「那抖がね、
 泊まりに来ないかって・・・」




「泊まり?」




「うん・・・」




「いいのかしら。
 お邪魔して・・・」




「お邪魔はいつもしてるから
  いいんだろうけどさぁ・・・」




「あぁ、そっちねぇ〜」

ママが変な勘違いしてる。


「そっちじゃなくってぇ!」



大晦日に、人の家に行くにはなんとなく違和感がある・・・




「紗茅は、そんなでも誰にでも
 気を遣う子だからねぇ・・・」


そんなでもって・・・

「泊まるの
 やめとこっかなぁ・・・」




「淋しくないの・・・?
     一人で・・・」




「紅白見ながら
 歌いたいもん♪」




「そうね、
 紗茅の毎年の行事だもんね。
 今年は聞けなくて残念だわ」




「今年は一人紅白だぁ」




「ちゃんと食べなさいよ。
 カップ麺とかやめなさい」




「ゲ!見抜かれてる・・・」



「わかるわよ。

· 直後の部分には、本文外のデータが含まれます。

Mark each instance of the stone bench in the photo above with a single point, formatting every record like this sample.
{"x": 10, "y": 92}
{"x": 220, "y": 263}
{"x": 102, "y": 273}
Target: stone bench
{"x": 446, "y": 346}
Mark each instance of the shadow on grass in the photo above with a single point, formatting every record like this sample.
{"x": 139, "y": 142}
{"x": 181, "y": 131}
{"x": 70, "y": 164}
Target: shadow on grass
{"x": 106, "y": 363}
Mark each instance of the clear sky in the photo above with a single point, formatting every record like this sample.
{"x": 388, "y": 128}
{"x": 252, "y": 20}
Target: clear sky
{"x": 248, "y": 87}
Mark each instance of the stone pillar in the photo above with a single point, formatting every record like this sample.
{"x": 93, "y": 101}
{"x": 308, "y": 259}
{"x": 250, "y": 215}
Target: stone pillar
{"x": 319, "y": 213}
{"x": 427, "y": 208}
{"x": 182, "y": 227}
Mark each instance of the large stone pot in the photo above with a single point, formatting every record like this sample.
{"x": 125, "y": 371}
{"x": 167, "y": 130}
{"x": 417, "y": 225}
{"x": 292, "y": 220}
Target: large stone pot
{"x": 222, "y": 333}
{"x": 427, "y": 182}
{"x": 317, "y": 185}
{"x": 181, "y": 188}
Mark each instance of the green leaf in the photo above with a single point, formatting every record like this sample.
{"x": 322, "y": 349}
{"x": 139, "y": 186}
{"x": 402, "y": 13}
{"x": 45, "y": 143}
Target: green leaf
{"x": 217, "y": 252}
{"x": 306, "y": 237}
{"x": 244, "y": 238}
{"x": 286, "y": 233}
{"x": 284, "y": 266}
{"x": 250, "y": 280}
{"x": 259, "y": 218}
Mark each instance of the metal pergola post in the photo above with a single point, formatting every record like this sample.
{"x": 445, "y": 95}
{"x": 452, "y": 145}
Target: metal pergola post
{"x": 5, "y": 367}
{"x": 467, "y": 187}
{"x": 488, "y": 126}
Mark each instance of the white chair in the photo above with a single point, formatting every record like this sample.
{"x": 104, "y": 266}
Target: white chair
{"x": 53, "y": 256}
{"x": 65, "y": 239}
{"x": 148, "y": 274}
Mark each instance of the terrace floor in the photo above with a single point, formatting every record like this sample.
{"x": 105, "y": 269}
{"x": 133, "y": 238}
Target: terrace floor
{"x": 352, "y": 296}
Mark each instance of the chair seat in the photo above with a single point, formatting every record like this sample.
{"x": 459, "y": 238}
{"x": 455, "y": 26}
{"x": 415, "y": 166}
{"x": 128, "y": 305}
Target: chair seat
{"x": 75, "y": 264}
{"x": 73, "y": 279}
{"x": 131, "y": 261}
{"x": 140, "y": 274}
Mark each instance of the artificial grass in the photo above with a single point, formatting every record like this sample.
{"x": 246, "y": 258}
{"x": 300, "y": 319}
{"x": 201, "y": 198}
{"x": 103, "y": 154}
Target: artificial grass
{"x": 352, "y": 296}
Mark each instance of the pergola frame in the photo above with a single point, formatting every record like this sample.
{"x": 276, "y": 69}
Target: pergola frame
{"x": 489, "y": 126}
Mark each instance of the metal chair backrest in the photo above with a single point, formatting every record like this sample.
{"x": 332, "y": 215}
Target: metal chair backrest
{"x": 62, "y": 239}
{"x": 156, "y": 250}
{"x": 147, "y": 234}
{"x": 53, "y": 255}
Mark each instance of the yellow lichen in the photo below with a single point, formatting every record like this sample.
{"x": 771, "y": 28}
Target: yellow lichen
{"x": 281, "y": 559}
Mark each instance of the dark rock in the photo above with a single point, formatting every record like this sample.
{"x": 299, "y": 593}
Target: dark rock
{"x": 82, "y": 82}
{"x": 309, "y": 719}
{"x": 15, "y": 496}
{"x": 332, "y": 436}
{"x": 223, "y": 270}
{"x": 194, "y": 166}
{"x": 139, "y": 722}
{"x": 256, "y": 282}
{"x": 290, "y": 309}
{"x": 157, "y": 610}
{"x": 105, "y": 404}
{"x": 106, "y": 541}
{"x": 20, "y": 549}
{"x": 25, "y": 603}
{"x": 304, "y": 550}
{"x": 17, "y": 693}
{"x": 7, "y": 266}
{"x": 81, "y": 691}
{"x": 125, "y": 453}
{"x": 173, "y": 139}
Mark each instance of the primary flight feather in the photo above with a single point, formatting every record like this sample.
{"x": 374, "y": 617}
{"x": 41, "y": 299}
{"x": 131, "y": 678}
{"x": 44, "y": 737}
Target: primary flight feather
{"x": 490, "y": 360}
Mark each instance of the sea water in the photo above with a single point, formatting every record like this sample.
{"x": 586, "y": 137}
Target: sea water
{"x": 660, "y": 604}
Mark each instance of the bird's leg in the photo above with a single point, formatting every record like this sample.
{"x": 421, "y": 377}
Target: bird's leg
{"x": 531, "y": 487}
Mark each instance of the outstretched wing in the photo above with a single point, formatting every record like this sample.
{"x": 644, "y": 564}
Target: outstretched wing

フフフ」




ポケットに入れていた携帯が振動した。




「あっ名雪から電話だ!
      もしもし?」




《もしもし〜♪さっちゃん♪》




「どしたぁ?」




《ねぇ、明日一緒に
 初詣行こうよ♪四人で!》




「四人って?」




《松本君誘ったの》




「そうなんだぁ!いいよ〜♪」




《じゃあ、明日の10時
 神社前に待ち合わせね♪》




「オッケーイ♪」




なんとなく、那抖にお泊りを断る口実ができたと思った。